Quelques mois plus tard, c'est le massacre dans les camps de réfugiés palestiniens de Sabra et Chatila, à Beyrouth-Ouest. La voix du narrateur cède la place à celle de Chalandon le journaliste, l'homme. Est-il jamais revenu de Beyrouth ? Il en parle sur France culture.

A l'heure ou le Proche-Orient est à nouveau déchiré par la guerre, à Gaza, en Irak, il faut lire ou relire ce Quatrième mur.

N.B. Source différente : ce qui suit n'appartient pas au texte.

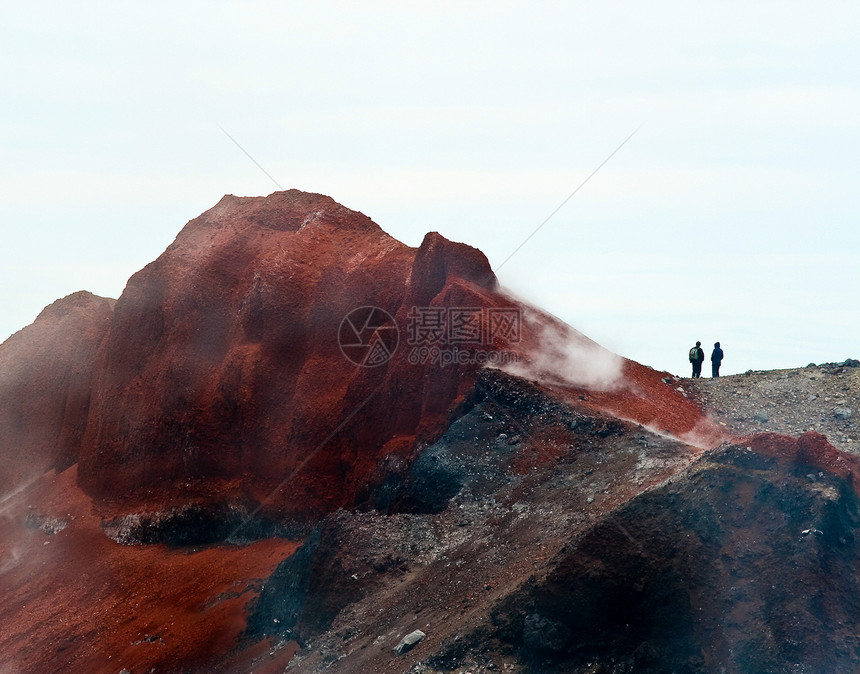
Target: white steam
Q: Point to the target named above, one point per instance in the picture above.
(555, 353)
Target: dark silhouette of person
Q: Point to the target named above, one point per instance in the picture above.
(716, 359)
(697, 357)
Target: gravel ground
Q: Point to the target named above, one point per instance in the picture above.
(821, 398)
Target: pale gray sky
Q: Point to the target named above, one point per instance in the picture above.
(731, 215)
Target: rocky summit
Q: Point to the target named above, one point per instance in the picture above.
(295, 444)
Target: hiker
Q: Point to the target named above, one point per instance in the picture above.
(716, 359)
(697, 357)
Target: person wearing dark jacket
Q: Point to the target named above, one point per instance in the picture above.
(697, 356)
(716, 359)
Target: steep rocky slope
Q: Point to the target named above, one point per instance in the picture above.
(45, 386)
(618, 550)
(294, 441)
(221, 375)
(822, 398)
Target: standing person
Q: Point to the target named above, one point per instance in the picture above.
(716, 359)
(697, 356)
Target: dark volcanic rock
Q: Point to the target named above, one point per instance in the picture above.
(45, 372)
(222, 371)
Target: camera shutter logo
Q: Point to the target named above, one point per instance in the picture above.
(368, 336)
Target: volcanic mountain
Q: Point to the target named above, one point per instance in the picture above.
(294, 440)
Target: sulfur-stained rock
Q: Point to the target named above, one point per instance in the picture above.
(45, 372)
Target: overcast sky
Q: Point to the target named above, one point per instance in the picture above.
(731, 214)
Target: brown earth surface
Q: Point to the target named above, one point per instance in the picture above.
(570, 512)
(820, 398)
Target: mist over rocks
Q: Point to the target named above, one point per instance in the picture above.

"Deux fenêtres étaient ouvertes. Il était 15h11. Un hurlement terrible. La stupeur. Tous se sont figés, avant de se jeter brusquement sous la table sans un mot. Ils avaient retrouvé les gestes de l'abri.
[...]
Des avions se jetaient sur la ville. Ils bombardaient la capitale du Liban. C'était incroyable, dégueulasse et immense. J'étais en guerre. Cette fois, vraiment. J'avais fermé les yeux. Je tremblais. Ni la peur, ni la surprise, ni la rage, ni la haine de rien. Juste le choc terrible, répété, le fracas immense, la violence brute, pure, l'acier en tous sens, le feu, la fumée, les sirènes réveillées les unes après les autres, les klaxons de voitures folles, les hurlements de la rue, les explosions, encore, encore, encore."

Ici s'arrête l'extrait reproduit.